Participants were seated at a distance of 60 cm from a Dell monitor in an electrically shielded room. Stimuli were displayed (using Presentation) at the center of the monitor against a gray background. The pictures subtended a visual area of 12° × 9°, and the word pairs presented in a 40-point black font subtended a visual area of 6.2° × 1.4°. A standard study-test paradigm was adopted, which included 8 study-test blocks, with each study phase followed by a test phase after a distraction task of 3-digit backward counting. Stimuli were thus split evenly into the 8 blocks, presented pseudo-randomly with no more than three consecutive trials from the same condition.

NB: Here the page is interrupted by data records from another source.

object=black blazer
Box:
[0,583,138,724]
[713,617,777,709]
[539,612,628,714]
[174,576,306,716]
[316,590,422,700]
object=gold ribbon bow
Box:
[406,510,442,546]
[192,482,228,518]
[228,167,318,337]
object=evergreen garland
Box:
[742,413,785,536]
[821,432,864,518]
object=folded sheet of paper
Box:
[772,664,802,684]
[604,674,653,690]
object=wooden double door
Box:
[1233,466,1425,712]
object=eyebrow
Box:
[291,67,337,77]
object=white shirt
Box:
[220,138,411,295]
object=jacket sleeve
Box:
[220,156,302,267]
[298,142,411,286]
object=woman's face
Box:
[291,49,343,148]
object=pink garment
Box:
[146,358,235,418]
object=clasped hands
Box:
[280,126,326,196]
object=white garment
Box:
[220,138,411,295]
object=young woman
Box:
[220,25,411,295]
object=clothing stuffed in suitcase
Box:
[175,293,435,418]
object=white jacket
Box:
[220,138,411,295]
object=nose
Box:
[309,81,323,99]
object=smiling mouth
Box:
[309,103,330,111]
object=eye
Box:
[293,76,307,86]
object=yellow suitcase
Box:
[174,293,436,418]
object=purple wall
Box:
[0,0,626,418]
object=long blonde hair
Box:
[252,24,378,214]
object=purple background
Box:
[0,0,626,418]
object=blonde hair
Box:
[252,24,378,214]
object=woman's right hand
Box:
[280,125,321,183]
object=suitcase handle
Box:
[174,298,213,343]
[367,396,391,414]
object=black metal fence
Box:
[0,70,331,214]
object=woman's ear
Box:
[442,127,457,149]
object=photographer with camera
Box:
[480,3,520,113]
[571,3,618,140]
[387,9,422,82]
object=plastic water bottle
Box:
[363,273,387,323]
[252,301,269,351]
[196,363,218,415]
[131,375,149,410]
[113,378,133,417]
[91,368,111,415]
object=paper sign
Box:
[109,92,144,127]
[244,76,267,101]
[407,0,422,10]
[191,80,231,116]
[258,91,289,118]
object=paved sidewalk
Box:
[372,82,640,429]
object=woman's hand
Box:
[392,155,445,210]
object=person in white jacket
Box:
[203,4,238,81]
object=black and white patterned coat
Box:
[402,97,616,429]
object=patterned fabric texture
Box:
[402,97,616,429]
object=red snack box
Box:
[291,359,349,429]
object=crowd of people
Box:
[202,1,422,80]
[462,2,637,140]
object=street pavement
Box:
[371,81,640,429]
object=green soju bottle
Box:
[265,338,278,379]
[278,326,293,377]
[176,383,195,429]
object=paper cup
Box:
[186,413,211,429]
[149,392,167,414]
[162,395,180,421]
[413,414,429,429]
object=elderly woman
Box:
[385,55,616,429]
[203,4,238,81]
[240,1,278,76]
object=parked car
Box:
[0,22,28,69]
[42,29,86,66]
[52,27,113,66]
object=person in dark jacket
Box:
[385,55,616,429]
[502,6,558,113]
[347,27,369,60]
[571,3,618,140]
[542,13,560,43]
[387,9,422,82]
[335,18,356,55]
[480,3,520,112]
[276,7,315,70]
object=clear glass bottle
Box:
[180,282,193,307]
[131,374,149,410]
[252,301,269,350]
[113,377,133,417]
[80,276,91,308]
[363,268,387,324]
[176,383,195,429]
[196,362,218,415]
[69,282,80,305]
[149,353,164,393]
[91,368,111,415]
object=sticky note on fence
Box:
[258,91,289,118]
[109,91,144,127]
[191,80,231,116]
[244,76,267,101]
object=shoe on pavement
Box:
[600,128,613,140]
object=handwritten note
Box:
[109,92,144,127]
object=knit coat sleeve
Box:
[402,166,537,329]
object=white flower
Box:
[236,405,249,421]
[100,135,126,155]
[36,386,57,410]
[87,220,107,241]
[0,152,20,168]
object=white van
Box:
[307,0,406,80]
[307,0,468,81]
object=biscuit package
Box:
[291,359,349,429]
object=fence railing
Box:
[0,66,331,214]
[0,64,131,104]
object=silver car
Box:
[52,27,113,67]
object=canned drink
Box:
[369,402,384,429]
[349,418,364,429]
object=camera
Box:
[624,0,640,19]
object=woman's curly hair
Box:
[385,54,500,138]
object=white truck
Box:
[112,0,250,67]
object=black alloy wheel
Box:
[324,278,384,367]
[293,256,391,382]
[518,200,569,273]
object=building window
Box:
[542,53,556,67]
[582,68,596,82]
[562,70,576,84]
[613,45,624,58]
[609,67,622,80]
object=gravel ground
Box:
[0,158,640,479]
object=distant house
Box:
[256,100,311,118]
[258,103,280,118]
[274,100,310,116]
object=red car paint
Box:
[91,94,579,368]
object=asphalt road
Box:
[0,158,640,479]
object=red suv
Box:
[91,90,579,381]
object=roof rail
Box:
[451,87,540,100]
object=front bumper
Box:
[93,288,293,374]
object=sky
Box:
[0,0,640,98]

At study, each trial started with a black fixation cross for 1,000~1,500 ms, followed by a picture for 1,500 ms, during which the participants must verbally report whether they would “Back Away” or “Stay There” from the scene as they encountered them (Fig. 1B). A word pair was then superimposed at the center of the picture for 4,000 ms. During this period, participants were required to create a unitized (unitization group) or nonunitized (nonunitization group) mental imagery for the word pair as vividly as possible. Unitization involved creating an image of the words in a pair interacting with each other (e.g., for “office-eagle”: participants were asked to imagine some eagles in an office; Murray & Kensinger, 2012), whereas nonunitization involved creating a separate image for each individual word (e.g., for “office-eagle”: participants were asked to form an image of an office and to separately form an image of an eagle). Then, a screen with a prompt of “Please rate your success” was presented for 1,500 ms, and participants were to rate their success at generating mental images by button pressing (absolute failure, fuzzy imagery, moderately detailed imagery, and clear and vivid imagery). An ANOVA (emotion × strategy) on the proportion of appropriate mental images (pairs that were given a rating of “moderately detailed imagery” or “clear and vivid imagery”) revealed no main or interactive effect of emotion and strategy [F’s < 1.20, p’s > 0.31]. Therefore, imagery did not differ among the conditions. All participants had first completed a practice phase, including ten word pairs, where they were given examples and practiced on the encoding strategy of unitized or nonunitized mental imagery according to their group assignment (Murray & Kensinger, 2012). They were asked to describe the images they formed by oral report. We then assessed whether they formed the images successfully and provided feedback. All participants were able to use the encoding strategy appropriately after the practice phase.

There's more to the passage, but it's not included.